Fort now and Klivans proved the following relationship between efficient learning algorithms and circuit lower bounds: if a class of boolean circuits C contained in P/poly of Boolean is exactly learnable with membership and equivalence queries in polynomial-time, then EXP^NP is not contained in C (the class EXP^NP was subsequently improved to EXP by Hitchcock and Harkins). In this paper, we improve on these results and show * If C is exactly learnable with membership and equivalence queries in polynomial-time, then DTIME(n^{\omega(1)}) is not contained in C. We obtain even stronger consequences if C is learnable in the mistake-bounded model, in which case we prove an average-case hardness result against C. * If C is learnable in polynomial time in the PAC model then PSPACE is not contained in C, unless PSPACE is contained in BPP. Removing this extra assumption from the statement of the theorem would provide an unconditional separation of PSPACE and BPP. * If C is efficiently learnable in the Correlational Statistical Query (CSQ) model, we show that there exists an explicit function f that is average-case hard for circuits in C. This result provides stronger average-case hardness guarantees than those obtained by SQ-dimension arguments (Blum et al. 1993).
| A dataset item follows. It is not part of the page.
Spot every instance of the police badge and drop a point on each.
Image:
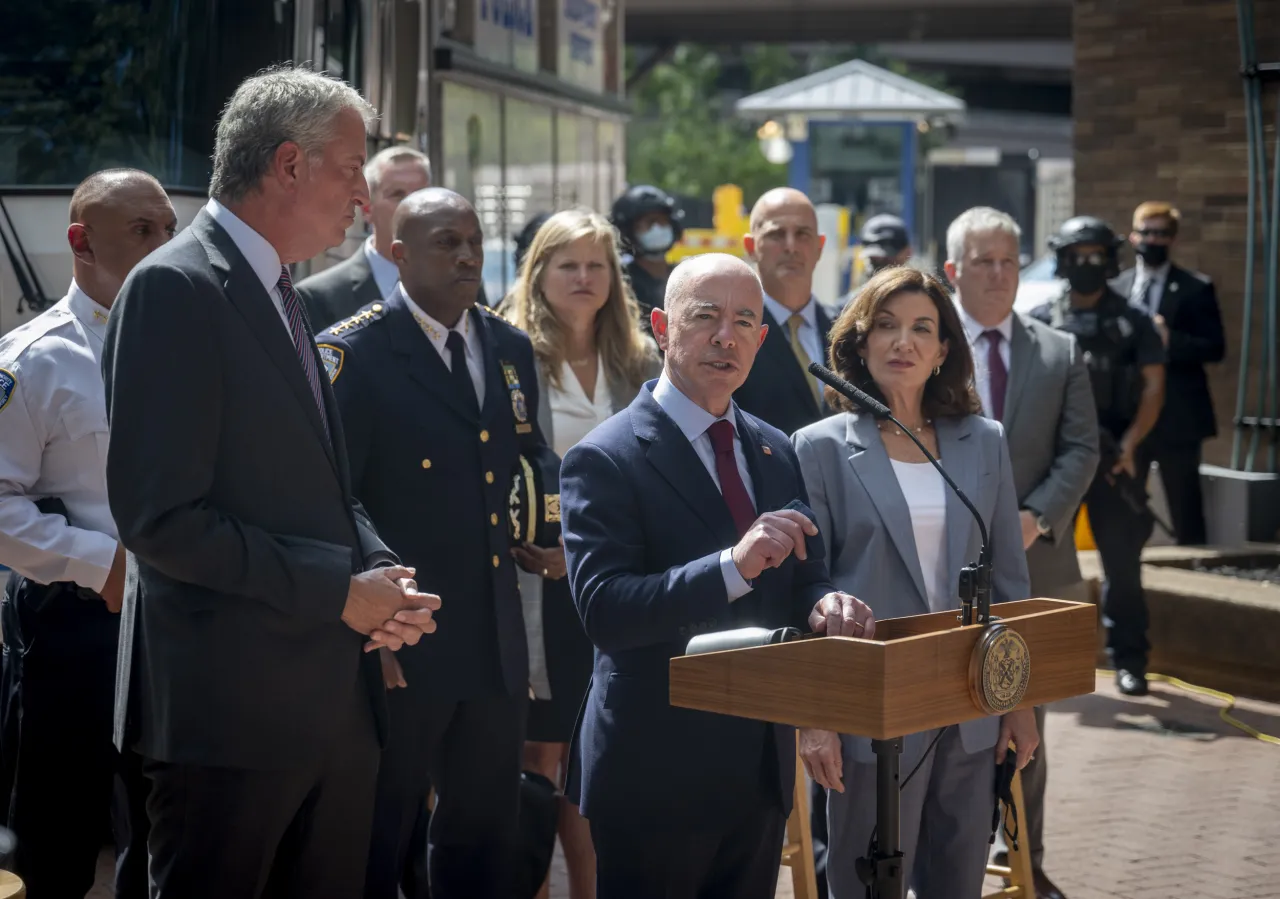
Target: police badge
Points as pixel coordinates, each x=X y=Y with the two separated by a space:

We also obtain a non-constructive extension of this result to the stronger Statistical Query (SQ) model. Similar results hold in the case where the learning algorithm runs in sub exponential time. Our proofs regarding exact and mistake-bounded learning are simple and self-contained, yield explicit hard functions, and show how to use mistake-bounded learners to "diagonalize"' over families of polynomial-size circuits. Our consequences for PAC learning lead to new proofs of Karp-Lipton-style collapse results, and the lower bounds from SQ learning make use of recent work relating combinatorial discrepancy to the existence of hard-on-average functions.